Information on bees and wasps.


Bees are essential to maintain both our ecosystems and food production systems. One in every three bites of food we eat is courtesy of insect pollination. Equally important, 85% of flowering plants and trees rely on pollinators for the survival of their species. Albuquerque is recognized as a Bee City USA. Bee Cities are committed to educating the public and advocating for pollinators at all levels to ensure policies and practices that benefit pollinators. Learn more about Burque Bee City USA.

Protecting bees and other pollinators

As part of the mosquito control program, the Urban Biology Division uses integrated pest management methods to protect bees and other pollinators. These methods are designed to reduce or eliminate pesticide use that may negatively impact bees and other pollinators.
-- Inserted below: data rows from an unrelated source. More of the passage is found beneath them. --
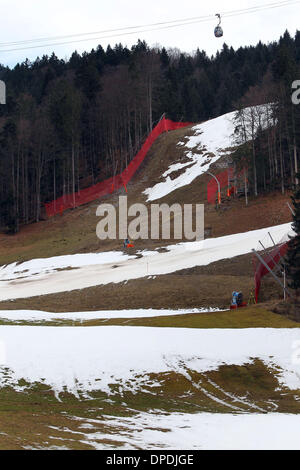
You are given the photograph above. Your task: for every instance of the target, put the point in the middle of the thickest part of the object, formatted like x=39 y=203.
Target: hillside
x=137 y=348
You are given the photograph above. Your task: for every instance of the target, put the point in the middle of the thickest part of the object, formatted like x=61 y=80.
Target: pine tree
x=293 y=254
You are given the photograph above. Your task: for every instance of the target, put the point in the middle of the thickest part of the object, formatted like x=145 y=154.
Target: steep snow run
x=180 y=256
x=211 y=140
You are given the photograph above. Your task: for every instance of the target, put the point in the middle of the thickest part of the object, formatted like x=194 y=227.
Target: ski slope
x=199 y=431
x=85 y=359
x=211 y=140
x=38 y=316
x=43 y=278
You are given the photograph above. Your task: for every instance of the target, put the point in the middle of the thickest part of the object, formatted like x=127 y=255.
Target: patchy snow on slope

The Environmental Health Department maintains a no-spray list for beekeepers. Beekeepers should report their beehives to 311 and request to be added to the list. The Environmental Health Department's no-spray list is not used by other City Departments or private pest control companies. Beekeepers should also report beehives on DriftWatch.

Honey bee swarms

During the spring months, honeybees will naturally swarm. A swarm is a queen bee leaving a colony with a number of other worker bees in order to establish a new colony. Do not spray or try to kill a bee swarm. Local beekeepers are available to relocate bee swarms.


The City of Albuquerque does not remove wasps or wasp nests. Private pest control should be contacted to assist with wasps on private property. Wasp nests on City property can be reported to 311.